I don't know if it is intentional or not but you can make prime accept this by adding the range variable as a subscript to the b in the assignment:
NB: it only works for integer ranges.
I have also changed the 'ORIGIN' to 1 to match your range; If you don't do this the b will contain 0,4,5,6,7.
But it is a global assignment so it will affect every array defined.
If this is a problem & ORIGIN=0 is required, then you need to change b[a to b[a-1 (in this case)
Its important to learn the difference between ranges and vectors!
a is a range variable, not a vector even if the evaluation of a or a+3 might look like a vector (which was not a good choice by Mathcad anyway).
A range variable may be seen as kind of an implicit for-loop.
Range variables should be used in a limited way only
Create a as a vector and your assignment will work.
The problem exist since the beginnings of Mathcad and always was a pitfall for new users. I attach a pdf of two files by Stuart Bruff about Vectors vs. Ranges.
There is a way to quickly turn a range variable into a vector by adding an inline evaluation. I am not sure if thats intentional and as far as I am aware of this trick is undocumented. So I guess we should not rely our worksheets on it too heavily.

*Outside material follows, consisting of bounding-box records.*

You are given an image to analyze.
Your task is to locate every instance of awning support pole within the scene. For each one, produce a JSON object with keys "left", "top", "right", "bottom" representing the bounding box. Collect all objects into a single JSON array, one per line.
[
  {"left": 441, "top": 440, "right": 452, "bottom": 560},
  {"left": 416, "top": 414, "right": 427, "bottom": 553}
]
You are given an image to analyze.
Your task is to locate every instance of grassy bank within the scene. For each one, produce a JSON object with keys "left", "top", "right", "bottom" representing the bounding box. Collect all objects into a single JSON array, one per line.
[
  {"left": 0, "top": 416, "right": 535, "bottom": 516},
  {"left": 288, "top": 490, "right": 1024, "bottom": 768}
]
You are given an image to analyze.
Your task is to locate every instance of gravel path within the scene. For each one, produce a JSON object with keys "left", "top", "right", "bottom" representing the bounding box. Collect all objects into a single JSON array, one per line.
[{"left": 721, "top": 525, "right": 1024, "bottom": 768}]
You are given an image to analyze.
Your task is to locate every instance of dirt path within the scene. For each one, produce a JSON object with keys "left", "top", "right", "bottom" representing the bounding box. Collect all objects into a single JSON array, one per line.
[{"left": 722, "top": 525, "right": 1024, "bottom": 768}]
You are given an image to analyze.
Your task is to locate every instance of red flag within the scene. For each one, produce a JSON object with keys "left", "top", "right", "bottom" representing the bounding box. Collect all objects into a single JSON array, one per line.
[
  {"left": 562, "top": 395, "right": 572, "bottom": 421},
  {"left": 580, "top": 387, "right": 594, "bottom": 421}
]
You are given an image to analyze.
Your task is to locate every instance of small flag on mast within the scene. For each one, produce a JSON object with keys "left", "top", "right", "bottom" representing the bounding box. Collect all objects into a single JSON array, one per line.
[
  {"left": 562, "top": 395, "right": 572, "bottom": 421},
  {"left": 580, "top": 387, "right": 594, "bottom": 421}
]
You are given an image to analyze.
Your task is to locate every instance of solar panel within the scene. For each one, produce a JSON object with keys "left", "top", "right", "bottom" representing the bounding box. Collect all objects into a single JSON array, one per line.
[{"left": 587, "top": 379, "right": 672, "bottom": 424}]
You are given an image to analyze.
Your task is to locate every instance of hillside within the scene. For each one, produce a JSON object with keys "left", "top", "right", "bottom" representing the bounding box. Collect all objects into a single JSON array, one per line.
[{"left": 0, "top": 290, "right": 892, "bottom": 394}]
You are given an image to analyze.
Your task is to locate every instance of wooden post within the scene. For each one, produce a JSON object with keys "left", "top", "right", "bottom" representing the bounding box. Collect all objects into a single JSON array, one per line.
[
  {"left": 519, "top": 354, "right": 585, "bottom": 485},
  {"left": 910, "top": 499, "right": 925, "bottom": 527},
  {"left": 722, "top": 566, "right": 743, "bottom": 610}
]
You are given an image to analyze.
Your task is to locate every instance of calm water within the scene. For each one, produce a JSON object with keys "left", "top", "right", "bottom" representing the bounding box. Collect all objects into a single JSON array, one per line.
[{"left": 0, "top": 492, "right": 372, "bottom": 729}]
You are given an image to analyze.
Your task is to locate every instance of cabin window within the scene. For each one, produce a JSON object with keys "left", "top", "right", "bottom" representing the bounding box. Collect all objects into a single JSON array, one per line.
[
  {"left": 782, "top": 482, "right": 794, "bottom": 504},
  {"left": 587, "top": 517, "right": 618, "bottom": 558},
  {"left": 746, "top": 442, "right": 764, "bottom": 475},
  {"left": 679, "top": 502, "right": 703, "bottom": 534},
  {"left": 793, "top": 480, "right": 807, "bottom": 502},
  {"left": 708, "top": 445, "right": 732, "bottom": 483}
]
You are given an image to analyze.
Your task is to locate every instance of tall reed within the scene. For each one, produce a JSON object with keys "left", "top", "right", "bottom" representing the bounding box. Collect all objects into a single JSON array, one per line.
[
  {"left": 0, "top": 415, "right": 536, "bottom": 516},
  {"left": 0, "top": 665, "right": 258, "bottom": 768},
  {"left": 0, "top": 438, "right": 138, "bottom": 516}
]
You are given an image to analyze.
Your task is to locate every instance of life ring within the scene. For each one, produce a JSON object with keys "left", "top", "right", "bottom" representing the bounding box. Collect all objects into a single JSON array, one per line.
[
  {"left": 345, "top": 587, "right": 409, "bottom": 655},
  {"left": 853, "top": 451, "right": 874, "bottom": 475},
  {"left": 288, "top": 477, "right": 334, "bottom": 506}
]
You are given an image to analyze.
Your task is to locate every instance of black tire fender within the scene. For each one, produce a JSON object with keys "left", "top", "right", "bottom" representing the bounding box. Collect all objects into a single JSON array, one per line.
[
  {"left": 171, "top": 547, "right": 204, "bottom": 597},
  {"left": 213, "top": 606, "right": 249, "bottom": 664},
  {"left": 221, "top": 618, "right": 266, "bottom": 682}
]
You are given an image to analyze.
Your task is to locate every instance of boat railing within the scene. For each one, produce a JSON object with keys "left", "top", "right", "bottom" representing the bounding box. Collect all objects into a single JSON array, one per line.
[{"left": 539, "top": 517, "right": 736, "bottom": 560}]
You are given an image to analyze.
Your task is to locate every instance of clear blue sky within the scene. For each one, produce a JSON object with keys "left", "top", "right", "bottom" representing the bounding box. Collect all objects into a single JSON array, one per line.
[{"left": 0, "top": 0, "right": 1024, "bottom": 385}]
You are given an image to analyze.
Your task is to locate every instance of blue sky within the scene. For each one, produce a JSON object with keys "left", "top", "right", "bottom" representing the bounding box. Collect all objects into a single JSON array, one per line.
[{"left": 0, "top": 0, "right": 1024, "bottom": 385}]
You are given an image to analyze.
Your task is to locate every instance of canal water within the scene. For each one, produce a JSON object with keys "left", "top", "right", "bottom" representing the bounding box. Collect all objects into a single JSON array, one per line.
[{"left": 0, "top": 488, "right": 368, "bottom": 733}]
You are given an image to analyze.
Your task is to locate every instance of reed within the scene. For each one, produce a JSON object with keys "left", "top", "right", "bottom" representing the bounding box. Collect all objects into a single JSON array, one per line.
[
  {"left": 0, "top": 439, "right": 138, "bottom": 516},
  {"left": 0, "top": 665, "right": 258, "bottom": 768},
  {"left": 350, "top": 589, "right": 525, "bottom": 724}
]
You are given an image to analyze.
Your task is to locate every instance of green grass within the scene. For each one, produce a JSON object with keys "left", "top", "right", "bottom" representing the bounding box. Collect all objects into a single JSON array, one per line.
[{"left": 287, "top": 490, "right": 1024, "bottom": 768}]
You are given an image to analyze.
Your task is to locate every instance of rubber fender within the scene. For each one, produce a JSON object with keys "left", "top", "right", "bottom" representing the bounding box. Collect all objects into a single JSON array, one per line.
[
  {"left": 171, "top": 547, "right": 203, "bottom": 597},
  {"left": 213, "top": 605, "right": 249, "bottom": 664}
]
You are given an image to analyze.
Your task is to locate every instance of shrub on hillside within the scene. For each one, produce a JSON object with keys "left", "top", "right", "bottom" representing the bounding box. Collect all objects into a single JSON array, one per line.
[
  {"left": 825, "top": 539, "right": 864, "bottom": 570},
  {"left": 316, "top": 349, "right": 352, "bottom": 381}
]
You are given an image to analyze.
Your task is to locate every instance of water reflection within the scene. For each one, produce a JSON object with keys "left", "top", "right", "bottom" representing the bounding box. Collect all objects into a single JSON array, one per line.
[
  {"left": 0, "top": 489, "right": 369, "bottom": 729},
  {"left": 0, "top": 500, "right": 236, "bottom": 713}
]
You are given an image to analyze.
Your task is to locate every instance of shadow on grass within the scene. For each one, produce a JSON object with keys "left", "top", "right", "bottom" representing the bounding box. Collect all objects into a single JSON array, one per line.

I was able to get this to work both with the subscript based matrix method, as well as by putting in the =sign.
The problem I am now finding is for what I am really trying to do, I want to use the values y1, and y2 in subscripts. Doing this kind of makes it hard to do the subscript based matrix A Westerman showed, On the other hand, having to put the 2nd equals sign in after the definition works but leads to a very inefficient use of space. Any ideas?
Subscripts must have integer values, so you will need to create, say, i:=0..100 and then create y1[i:= i/100 and y2:=y1-alpha. I guess you then want another variable to depend on these, but you will have to create that as a function, say fn(y1,y2), or as a double subscripted variable fn[i,j where j also runs from 0 to 100.
The problem I am now finding is for what I am really trying to do, I want to use the values y1, and y2 in subscripts.
As Alan already wrote - you can't, as subscripts must be integers. Probably I shouldn't have suggested the method using inline evaluation, but didn't recommend it anyway.
The usual way for creating a vector "by hand" is using an auxiliary range variable. You may also use a programming approach, but this may be considered too cumbersome:
You may use the inline evaluation trick, its quick and dirty but not documented and so not recommended. The displayed vector can be made smaller to save space
You may also consider using a user written auxiliary function, especially if you have more vectors to create in your sheet or you are too lazy to calculate how "long" your range variable has to be ;-)
I attach the sheet in Prime2 format.
EDIT: There was an error in the last routine which is now fixed
Valery Ochkov wrote:
In Prime 3 with a Table:
A bit too cumbersome for the 101-element vector Adam needs, don't you think so, too?